I made these after watching your video, I’m 84 yrs young and I have been making bran muffins since I can remember. Without a doubt these are the BEST that I have ever made. I can’t stop eating them. My husband and I have one every night with a hot drink. Thank you for the new joy in our lives.

Jennifer

5 stars
Just made these last night with a couple of modifications, and they turned out great! I used a little less sugar (1/2 cup instead of 2/3), and I added a chopped apple. I also used applesauce instead of coconut oil. They’re very moist, and perfect with a cup of coffee. 🙂

Jennifer

5 stars
Just made these muffins and they are excellent! So moist and delicious!

Janice

These Bran Muffins are amazing! So light and tasty. There’s a bit of sweetness to them, too and crunchy tops.
I followed the recipe to a “tee”. But, I used my large muffin pan and made six. They will not last….Thank you, Rachel. I enjoy trying all of your recipes…

kellie redding

5 stars
Add a 1/4 cup of chocolate chips and even better 8)

Anna Thomas

5 stars
These were so delish !! I only had jumbo tins so had to adjust the bake times, but they came out so nice, just a little crumbly, but that might be due to my cook times. Will definitely bake these again.

Sully

4 stars
Modified the recipe: 2/3 cup pure maple syrup for brown sugar. 2 eggs, 1 container vanilla yogurt, Flour increased To 1.5 cups, and added chocolate chips! Excellent

Linda Norris

5 stars
These muffins were delicious.

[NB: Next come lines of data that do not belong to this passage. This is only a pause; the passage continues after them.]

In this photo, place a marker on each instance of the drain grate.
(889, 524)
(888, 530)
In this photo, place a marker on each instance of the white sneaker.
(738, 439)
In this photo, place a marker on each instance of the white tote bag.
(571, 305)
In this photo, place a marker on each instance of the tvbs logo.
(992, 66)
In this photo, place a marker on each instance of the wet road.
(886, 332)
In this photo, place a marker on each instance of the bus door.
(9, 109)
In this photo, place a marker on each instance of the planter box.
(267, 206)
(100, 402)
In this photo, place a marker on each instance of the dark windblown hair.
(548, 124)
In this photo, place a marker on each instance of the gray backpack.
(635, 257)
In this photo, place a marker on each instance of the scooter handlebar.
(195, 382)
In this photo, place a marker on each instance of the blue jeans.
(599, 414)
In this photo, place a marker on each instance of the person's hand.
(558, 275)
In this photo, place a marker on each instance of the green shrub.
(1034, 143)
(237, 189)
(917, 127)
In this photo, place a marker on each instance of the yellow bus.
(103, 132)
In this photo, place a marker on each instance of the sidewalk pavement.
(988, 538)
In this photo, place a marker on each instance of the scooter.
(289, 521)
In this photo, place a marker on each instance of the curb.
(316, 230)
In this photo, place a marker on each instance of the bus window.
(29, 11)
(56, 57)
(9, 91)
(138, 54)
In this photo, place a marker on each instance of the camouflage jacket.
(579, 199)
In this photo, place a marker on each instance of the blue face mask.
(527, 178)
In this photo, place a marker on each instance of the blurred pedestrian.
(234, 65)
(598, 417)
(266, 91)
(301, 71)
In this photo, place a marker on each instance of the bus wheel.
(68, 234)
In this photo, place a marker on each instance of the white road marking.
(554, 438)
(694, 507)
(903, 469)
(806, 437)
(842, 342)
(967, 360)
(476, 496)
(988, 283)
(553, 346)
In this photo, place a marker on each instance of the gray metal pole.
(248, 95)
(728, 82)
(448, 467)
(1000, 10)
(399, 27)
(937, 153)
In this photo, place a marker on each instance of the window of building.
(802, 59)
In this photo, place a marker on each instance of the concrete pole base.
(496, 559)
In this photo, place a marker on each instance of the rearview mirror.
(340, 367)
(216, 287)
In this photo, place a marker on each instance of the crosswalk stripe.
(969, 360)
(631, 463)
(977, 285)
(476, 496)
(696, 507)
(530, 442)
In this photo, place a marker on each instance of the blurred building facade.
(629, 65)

I made a couple changes; all I had was Raisin Bran but the few added raisins just added to the great flavor. I added cinnamon and a few chopped walnuts , and I’m not crazy about coconut oil so I used peanut oil instead . They had a great flavor and the texture was great. Will definitely make again!

Debra

BEST Bran Muffins ever! I LOVE these! Easy to make and delicious! I sometimes add one Banana to the mixture and they are delicious, but these muffins are delicious without a banana in them. Thank you so much!!

Sarah

5 stars
These muffins were great! My kids loved them, but my toddler has a hard time eating them without a substantial mess, so I was hoping to make some as mini muffins, but am hesitant on how to go about doing so because of the oven temperature change part-way through… Do you have any suggestions on how to adjust the time with this recipe as mini muffins? Thank you for the great recipe!

Julie

5 stars
I’ve made these twice already and they are fabulous!
Thanks again for another wonderful recipe.

Colleen Golub

5 stars
These muffins are excellent. Moist and perfect amount of sweet

michaluna

I just put a batch of these in the oven so I’m hoping my picky eaters will like them! I just love Rachel’s great how-to videos and recipes!!! … To boost the fiber of these muffins, I added 1/2 cup golden raisins (soaked in hot water for 10 minutes first) and 1/2 cup walnuts. I also swapped out the all-purpose flour with whole wheat flour, which upped the fiber overall by 8 grams. To keep the muffins from being as dense because of the whole wheat flour, I boosted the baking powder and soda 1/8 tsp each.

Donna

Rachel – in your coconut oil bran muffin recipe what kind of coconut oil did you use. I don’t usually use coconut oil so wasn’t sure which one to get. I’m anxious to try these but want to make sure I get the right coconut oil. Really enjoy your recipes. Thank you!

Lee Harrison

5 stars
I followed the recipe exactly…a rarity for me…and these are FANTASTIC. The coconut oil makes all the difference. Thanks for another great recipe!

5 stars
Absolutely fantastic from someone who has never been a big fan of healthy eating. Pretty much forced into it. But these don’t taste healthy at all. I used brown sugar monk fruit and no salt to accommodate my dietary needs.